Orphan pages rank and well-linked pages stall because internal links are one ranking input among several, not the verdict. A link count tells you how connected a page is inside your site; it does not tell you whether the page is relevant, complete, or trusted enough to win its query. Once you stop treating internal links as the full story, the paradox dissolves.
An orphan page can rank when something else carries it. If the page has earned external links from other sites, those references supply authority that internal links never had to provide. If it is discoverable through a sitemap, Google can still crawl and index it despite the missing internal links. And if the content is genuinely the best match for the query, strong intent fit and depth can outweigh a weak internal position. Internal links would help that page, but they are not the only road to the signals that rank it. A single in-depth guide that a few other sites have linked to can outrank a thin page that every page on its own site points to.
The well-linked page stalls for the mirror reason: the links were never what was missing. You can aim a dozen internal links at a page and it will still lose if it answers a different intent than searchers want, if it covers the topic more thinly than the pages beating it, or if the domain simply lacks the standing the query demands. The links did their job, discoverability and passing along whatever authority the site already holds.
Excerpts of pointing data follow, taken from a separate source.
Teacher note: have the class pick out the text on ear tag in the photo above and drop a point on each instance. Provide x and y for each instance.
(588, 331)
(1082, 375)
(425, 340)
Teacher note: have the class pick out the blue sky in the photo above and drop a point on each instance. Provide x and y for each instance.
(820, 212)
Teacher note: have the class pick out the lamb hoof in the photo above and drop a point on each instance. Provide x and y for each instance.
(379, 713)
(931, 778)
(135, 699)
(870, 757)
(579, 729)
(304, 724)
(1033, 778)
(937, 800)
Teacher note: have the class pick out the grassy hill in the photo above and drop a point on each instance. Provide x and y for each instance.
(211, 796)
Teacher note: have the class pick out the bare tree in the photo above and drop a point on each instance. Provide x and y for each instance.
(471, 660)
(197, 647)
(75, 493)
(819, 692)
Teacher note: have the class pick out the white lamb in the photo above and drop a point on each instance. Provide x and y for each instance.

They cannot conjure relevance or trust the page has not built, so a page rich in internal links and poor in everything else sits exactly where its weakest signal leaves it.
The practical correction is to stop reading a link count as a ranking prediction. When an orphan ranks, look for the external authority or content quality doing the work. When a well-linked page stalls, check intent fit, coverage, and trust before adding more links. Links are one lever among several, and the page moves on whichever signal it is shortest on.